Oxytocin — Complications & Nursing
Oxytocin can turn a normal labor into an emergency in minutes — the difference between augmentation and uterine rupture is how quickly you recognize tachysystole and act.
Core Concept
Oxytocin's most dangerous complication is uterine tachysystole: more than 5 contractions in 10 minutes averaged over 30 minutes. Tachysystole reduces placental perfusion, causing fetal hypoxia reflected as late decelerations, prolonged decelerations, or minimal/absent variability on the fetal monitor. When tachysystole occurs, the priority nursing sequence is: stop the oxytocin infusion immediately, reposition the client to left lateral, administer IV fluid bolus, apply oxygen per facility protocol if indicated, and notify the provider. Do not simply reduce the rate — stop it. Oxytocin has a short half-life (3–5 minutes), so effects diminish quickly once the infusion stops. Water intoxication is the other high-yield complication because oxytocin has an antidiuretic hormone–like effect. Signs include headache, confusion, nausea, decreased serum sodium (below 135 mEq/L), and in severe cases, seizures. Monitor strict I&O throughout the infusion. Uterine rupture, though rare, presents with sudden sharp abdominal pain, loss of fetal station, cessation of contractions, and signs of maternal hemorrhagic shock — this is an obstetric emergency requiring immediate surgical intervention.
Watch Out For
Tachysystole is defined by contraction frequency (>5 in 10 min), not by contraction strength — students confuse hyperstimulation with hypertonicity.
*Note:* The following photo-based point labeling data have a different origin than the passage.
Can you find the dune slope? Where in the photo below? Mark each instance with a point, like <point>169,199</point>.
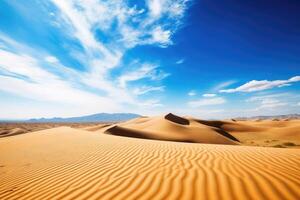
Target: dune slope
<point>172,128</point>
<point>66,163</point>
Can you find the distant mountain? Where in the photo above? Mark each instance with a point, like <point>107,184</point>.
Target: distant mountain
<point>100,117</point>
<point>289,116</point>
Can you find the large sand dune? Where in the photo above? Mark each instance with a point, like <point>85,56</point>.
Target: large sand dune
<point>172,128</point>
<point>67,163</point>
<point>284,133</point>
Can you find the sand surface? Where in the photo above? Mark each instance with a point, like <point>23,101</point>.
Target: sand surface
<point>68,163</point>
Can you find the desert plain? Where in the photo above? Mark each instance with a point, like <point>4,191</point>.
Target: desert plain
<point>163,157</point>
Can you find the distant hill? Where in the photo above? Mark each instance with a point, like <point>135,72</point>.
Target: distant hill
<point>100,117</point>
<point>289,116</point>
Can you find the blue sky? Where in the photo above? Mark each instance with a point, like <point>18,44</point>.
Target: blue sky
<point>206,58</point>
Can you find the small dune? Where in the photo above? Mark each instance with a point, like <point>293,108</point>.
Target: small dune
<point>177,119</point>
<point>172,128</point>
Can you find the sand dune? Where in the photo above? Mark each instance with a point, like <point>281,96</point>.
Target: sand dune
<point>172,128</point>
<point>280,133</point>
<point>67,163</point>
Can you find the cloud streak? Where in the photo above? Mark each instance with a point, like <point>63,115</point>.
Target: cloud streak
<point>255,85</point>
<point>207,102</point>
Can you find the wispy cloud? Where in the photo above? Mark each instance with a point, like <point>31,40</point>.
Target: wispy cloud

Stop the infusion entirely for tachysystole; merely decreasing the rate is insufficient and a common exam trap. Water intoxication from oxytocin mimics preeclampsia symptoms (headache, seizures), but the distinguishing lab finding is hyponatremia, not proteinuria or elevated BP.
Clinical Pearl
Five in ten — stop the Pit. If you count more than 5 contractions in 10 minutes, turn off the pump first, troubleshoot second.